Wang Xinyue, Asif Hafiz, Gupta Shashank, Vaidya Jaideep
Renmin University, Beijing, China.
Hofstra University, Long Island, NY, USA.
IEEE Trans Knowl Data Eng. 2025 Jul;37(7):3962-3975. doi: 10.1109/tkde.2025.3563319. Epub 2025 Apr 22.
Synthetic data is being widely used as a replacement or enhancement for real data in fields as diverse as healthcare, telecommunications, and finance. Unlike real data, which represents actual people and objects, synthetic data is generated from an estimated distribution that retains key statistical properties of the real data. This makes synthetic data attractive for sharing while addressing privacy, confidentiality, and autonomy concerns. Real data often contains missing values that hold important information about individual, system, or organizational behavior. Standard synthetic data generation methods eliminate missing values as part of their pre-processing steps and thus completely ignore this valuable source of information. Instead, we propose methods to generate synthetic data that preserve both the observable and missing data distributions; consequently, retaining the valuable information encoded in the missing patterns of the real data. Our approach handles various missing data scenarios and can easily integrate with existing data generation methods. Extensive empirical evaluations on diverse datasets demonstrate the effectiveness of our approach as well as the value of preserving missing data distribution in synthetic data.

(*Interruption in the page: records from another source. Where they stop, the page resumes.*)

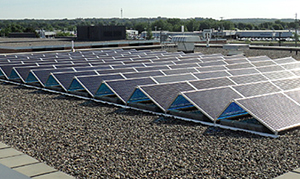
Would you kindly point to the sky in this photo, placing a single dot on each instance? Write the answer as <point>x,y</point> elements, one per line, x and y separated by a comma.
<point>216,9</point>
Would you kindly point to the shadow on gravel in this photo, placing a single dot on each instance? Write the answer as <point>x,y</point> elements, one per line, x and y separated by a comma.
<point>218,132</point>
<point>129,112</point>
<point>171,121</point>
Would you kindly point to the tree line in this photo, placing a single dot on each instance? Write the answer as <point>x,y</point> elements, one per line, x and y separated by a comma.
<point>142,24</point>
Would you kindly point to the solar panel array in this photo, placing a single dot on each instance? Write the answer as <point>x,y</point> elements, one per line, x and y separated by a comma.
<point>215,86</point>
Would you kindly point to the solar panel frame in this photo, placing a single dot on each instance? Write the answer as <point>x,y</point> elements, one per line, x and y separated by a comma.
<point>279,75</point>
<point>175,78</point>
<point>124,88</point>
<point>213,101</point>
<point>213,74</point>
<point>255,89</point>
<point>248,78</point>
<point>143,74</point>
<point>271,109</point>
<point>245,71</point>
<point>92,83</point>
<point>163,94</point>
<point>211,83</point>
<point>288,84</point>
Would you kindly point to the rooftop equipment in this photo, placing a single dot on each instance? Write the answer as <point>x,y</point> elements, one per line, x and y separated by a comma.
<point>186,43</point>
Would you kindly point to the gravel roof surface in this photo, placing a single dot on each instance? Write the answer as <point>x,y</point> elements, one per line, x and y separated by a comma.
<point>92,140</point>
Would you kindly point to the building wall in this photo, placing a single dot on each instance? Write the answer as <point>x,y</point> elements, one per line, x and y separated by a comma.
<point>22,35</point>
<point>101,33</point>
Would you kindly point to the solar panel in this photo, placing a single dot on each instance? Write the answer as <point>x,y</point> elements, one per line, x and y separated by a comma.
<point>174,78</point>
<point>124,88</point>
<point>41,75</point>
<point>65,78</point>
<point>212,83</point>
<point>212,102</point>
<point>211,68</point>
<point>255,89</point>
<point>296,72</point>
<point>276,111</point>
<point>278,75</point>
<point>91,83</point>
<point>288,84</point>
<point>7,69</point>
<point>285,60</point>
<point>239,66</point>
<point>143,74</point>
<point>248,78</point>
<point>180,71</point>
<point>291,66</point>
<point>270,68</point>
<point>188,65</point>
<point>195,60</point>
<point>238,60</point>
<point>163,94</point>
<point>214,63</point>
<point>294,95</point>
<point>215,74</point>
<point>122,70</point>
<point>211,59</point>
<point>152,68</point>
<point>259,58</point>
<point>243,71</point>
<point>21,73</point>
<point>263,63</point>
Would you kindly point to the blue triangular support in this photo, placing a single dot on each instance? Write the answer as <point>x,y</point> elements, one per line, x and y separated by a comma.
<point>233,110</point>
<point>76,86</point>
<point>51,82</point>
<point>104,90</point>
<point>31,78</point>
<point>14,75</point>
<point>138,96</point>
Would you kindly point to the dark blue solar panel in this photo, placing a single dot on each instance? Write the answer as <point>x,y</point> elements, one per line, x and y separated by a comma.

合成数据正在广泛应用于医疗保健、电信和金融等众多领域,以替代或增强真实数据。与代表实际人员和对象的真实数据不同,合成数据是从保留真实数据关键统计属性的估计分布中生成的。这使得合成数据在解决隐私、保密和自主性问题的同时,对于共享具有吸引力。真实数据通常包含缺失值,这些缺失值包含有关个人、系统或组织行为的重要信息。标准的合成数据生成方法在其预处理步骤中消除缺失值,从而完全忽略了这个有价值的信息来源。相反,我们提出了生成合成数据的方法,该方法既能保留可观察到的数据分布,又能保留缺失数据的分布;因此,保留了编码在真实数据缺失模式中的有价值信息。我们的方法可以处理各种缺失数据场景,并且可以轻松地与现有的数据生成方法集成。对各种数据集进行的广泛实证评估证明了我们方法的有效性,以及在合成数据中保留缺失数据分布的价值。